And in Kentucky, Gov. Paul Patton commuted the sentences of 567 low-level felons -- from drug traffickers to burglars to repeat drunk drivers -- springing them from prisons just before Christmas to save the state money.

Here in Missouri, lawmakers plan to end health-care coverage for 36,000 low-income parents. Appropriations for higher education also face deep cuts, forcing the University of Missouri to raise tuition 8.4% and to add a $9-per-credit-hour surcharge.

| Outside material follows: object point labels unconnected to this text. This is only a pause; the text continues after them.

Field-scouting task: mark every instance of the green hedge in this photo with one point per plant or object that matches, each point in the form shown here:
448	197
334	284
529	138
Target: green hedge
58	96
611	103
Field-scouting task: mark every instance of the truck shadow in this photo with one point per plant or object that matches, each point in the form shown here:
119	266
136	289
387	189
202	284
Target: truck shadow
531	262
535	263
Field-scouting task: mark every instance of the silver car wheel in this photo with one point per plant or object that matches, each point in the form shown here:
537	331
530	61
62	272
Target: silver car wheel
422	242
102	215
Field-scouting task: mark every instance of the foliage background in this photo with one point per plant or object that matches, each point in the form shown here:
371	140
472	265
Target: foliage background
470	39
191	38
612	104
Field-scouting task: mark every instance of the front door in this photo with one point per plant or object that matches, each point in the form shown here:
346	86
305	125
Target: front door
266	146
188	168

The university system also has eliminated at least 400 faculty and staff positions, canceled some courses and deferred campus maintenance.

“It adds up to death by a thousand cuts,” said Joe Moore, a university spokesman.

Much smaller programs are also being squeezed. Places for People, a nonprofit agency serving the mentally ill, has lost nearly $100,000 in state grants over the last two years.

Director Francie Broderick has stopped sending outreach workers to contact the homeless. And she has to turn away many of the desperate people who knock at her St. Louis office each week, seeking help.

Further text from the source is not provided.